Currency consists of the banknotes and coins issued by the central bank that are in circulation. When the central bank issues currency, it is issuing credit. A transaction through currency is a transfer of debt from one party to another. In a currency based transaction the debt is not extinguished; it is merely transferred.
Money stands for something like gold, silver, or any other commodity that has an objective value of its own. Economist Keith Weiner points out that money is the most marketable commodity.
When the transactions are carried out through real money the debt is not transferred; it is extinguished. This is because the currency being used has an objective value of its own. It is not necessary for the currency to be made from gold, silver, or any other commodity. In a gold standard system paper currency can be issued by the central bank or the private banks. But this paper currency must be redeemable in gold.
Just as the theory of soul-body dichotomy has created a havoc in ethics and epistemology, the idea of currency-money dichotomy is creating a havoc in economics.
When currency does not have an objective monetary value, the financial transactions have to be backed by government power.

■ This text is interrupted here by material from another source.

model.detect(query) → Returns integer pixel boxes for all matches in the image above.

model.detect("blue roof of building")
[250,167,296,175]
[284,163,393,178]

In a paper money system, the financial value of the piece of paper or coin that we regard as currency is dependent on the pleasure of the government. Out of political considerations or economic confusion, the government may demonetize the currency at any point of time leading to incredible hardships for the people and the businesses.
Also, when the currency is not linked to real money (which is gold, silver or any other commodity), the government enjoys the power to issue credit for speculative bubbles which result in speculative mania and inflation in the price of assets. When the bubble bursts there is massive sell-off and many businesses get ruined.